Before then, it had gone largely unnoticed by everyone except those who
benefited from it.
The appointed panel that ran the program, the Board of Commerce and
Industry, handed out nearly $10 billion in local tax exemptions between
2008 and 2016, but its actions were rarely covered in the press. Many
Louisianans had no idea what the board did.
“Nobody knew about it,” Ms. Collins said. “It had gone on for so long
that people had forgotten.”
Together Baton Rouge and its sister organization, Together Louisiana,
argue that the industrial tax breaks starve local schools and
governments of badly needed funds and leave them unable to lift a state
mired toward the bottom of national rankings on education, crime and
infrastructure. In Baton Rouge, one in four residents lives in poverty.

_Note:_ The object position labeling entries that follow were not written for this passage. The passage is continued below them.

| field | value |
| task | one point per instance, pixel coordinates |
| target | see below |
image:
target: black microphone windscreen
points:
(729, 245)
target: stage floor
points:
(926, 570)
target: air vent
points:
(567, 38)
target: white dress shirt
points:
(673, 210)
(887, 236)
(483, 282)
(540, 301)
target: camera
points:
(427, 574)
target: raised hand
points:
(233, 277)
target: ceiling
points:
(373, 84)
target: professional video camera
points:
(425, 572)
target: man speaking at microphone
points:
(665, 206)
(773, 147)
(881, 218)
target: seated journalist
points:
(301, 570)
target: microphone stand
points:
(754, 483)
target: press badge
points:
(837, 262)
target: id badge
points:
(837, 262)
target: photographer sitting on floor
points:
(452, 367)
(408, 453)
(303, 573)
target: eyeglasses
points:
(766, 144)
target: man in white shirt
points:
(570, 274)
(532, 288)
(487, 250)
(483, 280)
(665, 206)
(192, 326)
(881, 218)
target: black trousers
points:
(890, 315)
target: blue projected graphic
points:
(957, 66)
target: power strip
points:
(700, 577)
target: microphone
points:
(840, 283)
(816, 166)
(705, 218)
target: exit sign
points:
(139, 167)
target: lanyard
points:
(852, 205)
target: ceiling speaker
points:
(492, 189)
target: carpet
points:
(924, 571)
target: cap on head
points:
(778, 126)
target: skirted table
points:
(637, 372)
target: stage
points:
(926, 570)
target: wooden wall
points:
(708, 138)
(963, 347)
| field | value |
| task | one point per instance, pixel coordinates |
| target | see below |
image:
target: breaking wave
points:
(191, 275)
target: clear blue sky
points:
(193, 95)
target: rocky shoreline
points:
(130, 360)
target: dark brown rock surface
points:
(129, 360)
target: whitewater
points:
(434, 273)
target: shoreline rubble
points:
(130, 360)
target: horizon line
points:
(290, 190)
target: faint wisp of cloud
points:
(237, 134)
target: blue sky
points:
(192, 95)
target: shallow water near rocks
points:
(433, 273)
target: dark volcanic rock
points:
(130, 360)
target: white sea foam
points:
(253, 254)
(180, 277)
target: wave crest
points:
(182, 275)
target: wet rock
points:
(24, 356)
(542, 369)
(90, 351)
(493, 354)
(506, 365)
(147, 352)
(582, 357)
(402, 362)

Their message has found an audience: Together Louisiana’s YouTube video
about the exemptions, posted in November and titled “Why Louisiana Stays
Poor,” has been viewed more than 600,000 times.
A few days before the Baton Rouge school board vote, the groups held a
meeting at St. Mary Baptist Church to organize opposition to the Exxon
Mobil application. Scores of people crammed into a Bible study classroom
decorated with maps and photos of the Holy Land.

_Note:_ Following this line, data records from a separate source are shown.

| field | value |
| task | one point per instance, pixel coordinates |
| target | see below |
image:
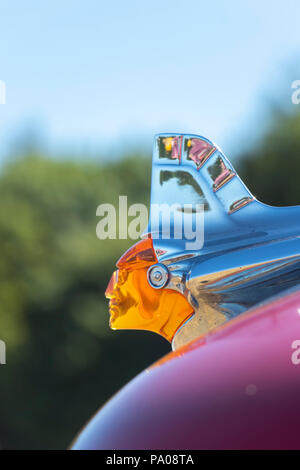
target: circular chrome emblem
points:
(158, 276)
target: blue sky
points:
(91, 74)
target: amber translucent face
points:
(134, 304)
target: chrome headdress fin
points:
(250, 250)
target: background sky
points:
(88, 74)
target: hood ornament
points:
(249, 252)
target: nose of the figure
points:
(111, 285)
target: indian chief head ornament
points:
(248, 251)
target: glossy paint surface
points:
(235, 388)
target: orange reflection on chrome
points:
(134, 304)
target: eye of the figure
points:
(140, 255)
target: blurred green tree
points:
(63, 362)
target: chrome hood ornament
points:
(249, 252)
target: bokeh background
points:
(88, 84)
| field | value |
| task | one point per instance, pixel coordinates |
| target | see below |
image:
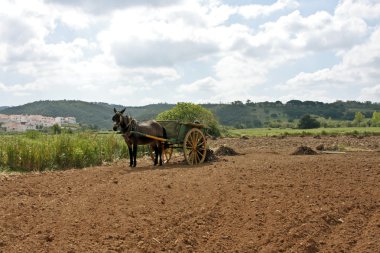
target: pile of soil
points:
(225, 151)
(304, 150)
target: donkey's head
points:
(117, 118)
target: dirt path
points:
(264, 200)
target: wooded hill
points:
(235, 114)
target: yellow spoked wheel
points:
(194, 147)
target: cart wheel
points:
(166, 153)
(194, 146)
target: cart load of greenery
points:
(190, 113)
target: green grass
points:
(297, 132)
(34, 151)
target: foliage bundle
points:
(189, 112)
(35, 151)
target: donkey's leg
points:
(160, 146)
(155, 154)
(130, 155)
(134, 154)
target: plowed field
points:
(263, 200)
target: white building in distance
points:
(21, 123)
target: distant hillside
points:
(3, 107)
(236, 114)
(91, 114)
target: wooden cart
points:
(190, 137)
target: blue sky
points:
(139, 52)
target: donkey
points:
(151, 127)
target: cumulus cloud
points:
(159, 53)
(101, 7)
(370, 94)
(364, 9)
(253, 11)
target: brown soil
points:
(265, 200)
(304, 150)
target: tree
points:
(307, 122)
(56, 129)
(375, 120)
(189, 112)
(359, 118)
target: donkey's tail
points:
(165, 136)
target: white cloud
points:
(364, 9)
(101, 7)
(255, 10)
(370, 94)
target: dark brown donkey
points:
(151, 127)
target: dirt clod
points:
(304, 150)
(225, 151)
(210, 156)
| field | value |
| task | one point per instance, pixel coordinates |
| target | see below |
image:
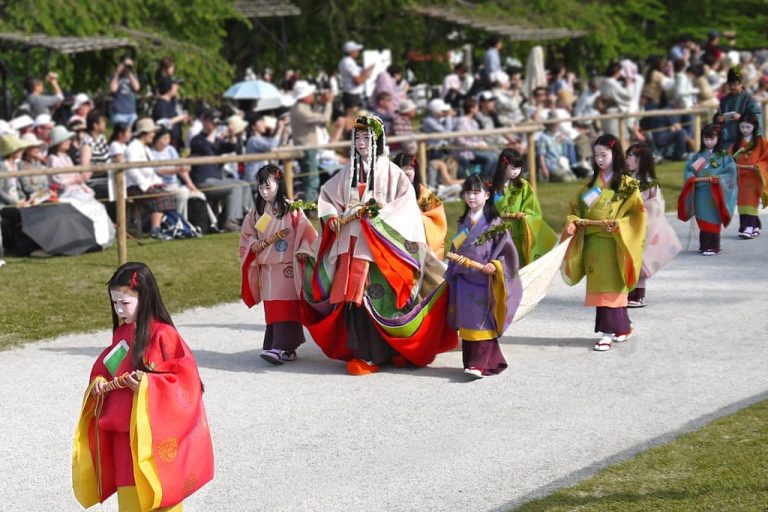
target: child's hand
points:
(133, 379)
(98, 388)
(489, 269)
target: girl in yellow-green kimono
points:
(519, 207)
(607, 226)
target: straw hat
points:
(31, 140)
(10, 143)
(145, 125)
(302, 89)
(237, 124)
(59, 134)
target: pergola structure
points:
(511, 32)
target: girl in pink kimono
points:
(274, 243)
(661, 242)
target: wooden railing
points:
(287, 155)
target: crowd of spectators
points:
(54, 129)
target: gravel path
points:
(308, 437)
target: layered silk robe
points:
(171, 448)
(611, 261)
(274, 276)
(532, 236)
(711, 202)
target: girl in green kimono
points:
(607, 230)
(519, 208)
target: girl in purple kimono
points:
(483, 281)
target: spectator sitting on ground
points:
(351, 76)
(22, 124)
(36, 188)
(95, 151)
(145, 180)
(166, 109)
(266, 133)
(183, 189)
(383, 109)
(39, 103)
(237, 193)
(476, 149)
(123, 86)
(58, 156)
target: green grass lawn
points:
(44, 298)
(720, 467)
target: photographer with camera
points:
(38, 102)
(123, 86)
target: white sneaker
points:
(604, 343)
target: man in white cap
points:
(304, 124)
(351, 76)
(82, 105)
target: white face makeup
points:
(633, 163)
(603, 158)
(410, 172)
(476, 199)
(126, 304)
(363, 144)
(268, 190)
(513, 172)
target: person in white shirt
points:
(352, 77)
(144, 180)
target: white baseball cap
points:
(302, 89)
(21, 122)
(438, 105)
(80, 100)
(43, 120)
(351, 46)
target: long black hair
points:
(646, 169)
(750, 118)
(619, 164)
(709, 131)
(474, 183)
(403, 160)
(137, 277)
(281, 199)
(506, 158)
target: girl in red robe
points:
(142, 432)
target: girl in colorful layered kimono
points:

Edgar Cage, who organized the meeting, was careful to say that no one
was accusing Exxon Mobil of any wrongdoing. “All we’re saying is, we
want a change,” he said. “We want a balance.”
Business leaders reacted strongly to the Baton Rouge vote because they
are worried about much more than just how a few capital improvements are
taxed. As much as $90 billion in oil and gas industry investments could
come the state’s way in the next decade, driven in large part by the
boom in domestic shale gas drilling, according to David Dismukes,
executive director of the Center for Energy Studies at Louisiana State
University.
By itself, Dr. Dismukes said, the school board’s vote “was not a big
deal — but the precedent it sets is going to be really big for these
projects on the drawing board that are $100 million or $200 million.”
Critics of the 2016 overhaul that gave local officials a say over tax
breaks argue that it deprives the state of a big competitive edge it
used to enjoy: one-stop shopping. Instead of dealing only with a central
state board, businesses must now make their case for tax breaks to a
host of parish councils and school boards and sheriffs, and win them
over individually.
Last week, State Senator Mack A. White Jr., a Republican from the Baton
Rouge area who used to work for Exxon Mobil, said he planned introduce a
bill to reverse the overhaul and take approval power away from local
officials again.
There have also been stabs at damage control and soul-searching. Mayor
Sharon Weston Broome of Baton Rouge spoke on Jan. 28 at what the local
newspaper described as a “pep rally” for Exxon Mobil.
On Sunday, Tim Morris, a columnist for The Times-Picayune in New
Orleans, compared the state’s tax-break system to the $241 million
contract extension the New Orleans Pelicans of the N.B.A. offered to
their star player Anthony Davis — an offer he turned down, asking to be
traded instead.
“Why do we have to offer exorbitant bribes to get people (and
businesses) to stay here?” Mr. Morris wrote.
But for others — including some local government officials freshly armed
with the new veto power — the tax breaks are a pragmatic choice in an
increasingly competitive world.
In November, local authorities in Calcasieu Parish unanimously approved
a tax break worth $2 billion over 10 years for a $15 billion liquefied
natural gas facility. Eric Tarver, a car dealer who sits on the parish
school board, said he feared “playing chicken” with a big company that
was promising to create hundreds of jobs.
“Should we have negotiated with them? Maybe,” Mr. Tarver said. “But the
benefits of them coming far outweigh the risk of haggling with them and
having them go to Corpus Christi or Houston, or even Lafayette.”